Cooperative Agreement Terms and Conditions of Award

Not Applicable

When multiple years are involved, awardees will be required to submit the Research Performance Progress Report (RPPR) annually and financial statements as required in the NIH Grants Policy Statement.

A final progress report, invention statement, and the expenditure data portion of the Federal Financial Report are required for closeout of an award, as described in the NIH Grants Policy Statement.

The Federal Funding Accountability and Transparency Act of 2006 (Transparency Act), includes a requirement for awardees of Federal grants to report information about first-tier subawards and executive compensation under Federal assistance awards issued in FY2011 or later. All awardees of applicable NIH grants and cooperative agreements are required to report to the Federal Subaward Reporting System (FSRS) available at www.fsrs.gov on all subawards over $25,000. See the NIH Grants Policy Statement for additional information on this reporting requirement.

We encourage inquiries concerning this funding opportunity and welcome the opportunity to answer questions from potential applicants.

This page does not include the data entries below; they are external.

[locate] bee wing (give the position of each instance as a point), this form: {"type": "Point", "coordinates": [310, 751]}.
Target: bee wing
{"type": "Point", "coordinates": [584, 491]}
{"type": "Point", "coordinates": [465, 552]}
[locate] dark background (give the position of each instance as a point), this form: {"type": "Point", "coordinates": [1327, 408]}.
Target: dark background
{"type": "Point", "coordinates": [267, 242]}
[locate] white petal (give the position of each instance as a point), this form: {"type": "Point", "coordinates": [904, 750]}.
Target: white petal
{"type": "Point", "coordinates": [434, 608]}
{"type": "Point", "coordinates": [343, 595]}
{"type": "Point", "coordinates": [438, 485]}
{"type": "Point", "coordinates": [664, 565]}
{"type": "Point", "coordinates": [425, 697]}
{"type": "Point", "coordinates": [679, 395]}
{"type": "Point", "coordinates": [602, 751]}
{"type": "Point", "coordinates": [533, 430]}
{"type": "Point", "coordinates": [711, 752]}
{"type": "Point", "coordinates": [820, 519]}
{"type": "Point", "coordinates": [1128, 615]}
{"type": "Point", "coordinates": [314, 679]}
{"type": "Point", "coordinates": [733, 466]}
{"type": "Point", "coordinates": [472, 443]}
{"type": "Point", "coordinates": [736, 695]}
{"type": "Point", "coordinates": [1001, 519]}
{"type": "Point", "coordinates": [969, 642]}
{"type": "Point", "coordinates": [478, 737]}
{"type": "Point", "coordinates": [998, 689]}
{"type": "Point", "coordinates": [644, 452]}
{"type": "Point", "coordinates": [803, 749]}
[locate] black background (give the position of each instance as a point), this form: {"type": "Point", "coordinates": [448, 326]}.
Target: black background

eRA Commons Help Desk (Questions regarding eRA Commons registration, submitting and tracking an application, documenting system problems that threaten submission by the due date, post submission issues)
Telephone: 301-402-7469 or 866-504-9552 (Toll Free)
Finding Help Online: http://grants.nih.gov/support/index.html
Email: commons@od.nih.gov

Grants.gov Customer Support (Questions regarding Grants.gov registration and submission, downloading forms and application packages)
Contact CenterTelephone: 800-518-4726
Web ticketing system: https://grants-portal.psc.gov/ContactUs.aspx
Email: support@grants.gov

GrantsInfo (Questions regarding application instructions and process, finding NIH grant resources)
Email: GrantsInfo@nih.gov (preferred method of contact)
Telephone: 301-710-0267

Jon Warren, Ph.D.
National Institute of Allergy and infectious Diseases (NIAID)
Telephone: 240-627-3032
Email: JWarren@niaid.nih.gov

Vasundhara Varthakavi, D.V.M., Ph.D.
National Institute of Allergy and Infectious Diseases (NIAID)
Telephone: 240-669-5020
Email: varthakaviv@niaid.nih.gov

Ann Devine
National Institute of Allergy and Infectious Diseases (NIAID)
Telephone: 240-669-2988
Email: adevine@niaid.nih.gov

Recently issued trans-NIH policy notices may affect your application submission. A full list of policy notices published by NIH is provided in the NIH Guide for Grants and Contracts. All awards are subject to the terms and conditions, cost principles, and other considerations described in the NIH Grants Policy Statement.

Awards are made under the authorization of Sections 301 and 405 of the Public Health Service Act as amended (42 USC 241 and 284) and under Federal Regulations 42 CFR Part 52 and 45 CFR Part 75.